Written By: Angie Noll
A friend’s brother chooses to be a tramp. He’s in his fifties now, and has lived on the streets all his adult life. His other three siblings are all what you’d call normal adults living normal lives with families of their own and regular jobs. Every year the tramp comes home for Christmas, wearing all his worldly belongings on his person, the way homeless people do. He spends Christmas and Boxing Day with his family, has his laundry done and gets his beard trimmed. After the two days of celebrations, he returns to the street. His parents accept his choice of lifestyle. They love him regardless.
I am completely inspired by such unconditional love. Would I be able to love as they do if it were one of my own children choosing to live on the street? When I was a teenager, I learnt that my Mom was homeless and sleeping at the train station in Johannesburg at night. I remember feeling very confused – and also disgusted. A far cry from unconditional love. This was probably one of the first events that prompted me to think about what it really means to love another person unreservedly – something I still ponder about on a daily basis. Let’s face it, sometimes, our children can behave in very unlovable ways.
|We all have the seeds of love in us. We can develop this wonderful source of energy, nurturing the unconditional love that does not expect anything in return.

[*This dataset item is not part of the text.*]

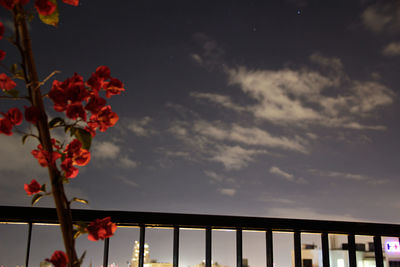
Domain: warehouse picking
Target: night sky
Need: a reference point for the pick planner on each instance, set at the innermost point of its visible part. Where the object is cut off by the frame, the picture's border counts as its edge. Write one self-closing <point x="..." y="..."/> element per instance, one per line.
<point x="253" y="108"/>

– THICH NHAT HANH, Teachings on Love
Without realizing it, we often place subtle conditions on the love that we’re prepared to demonstrate to our children. We send the message to them that they need to perform in a certain way, achieve a specific goal or behave in a prescribed manner first before we give them hugs, kisses and our undivided attention. I know I’ve been guilty of this at one time or another.
Fortunately, it’s stories like the one about the tramp who still receives unconditional love from his parents that quickly puts things back into perspective for me. I’m reminded me that my own children are perfect just as they are – even if what they are is imperfect. That’s exactly how they should be.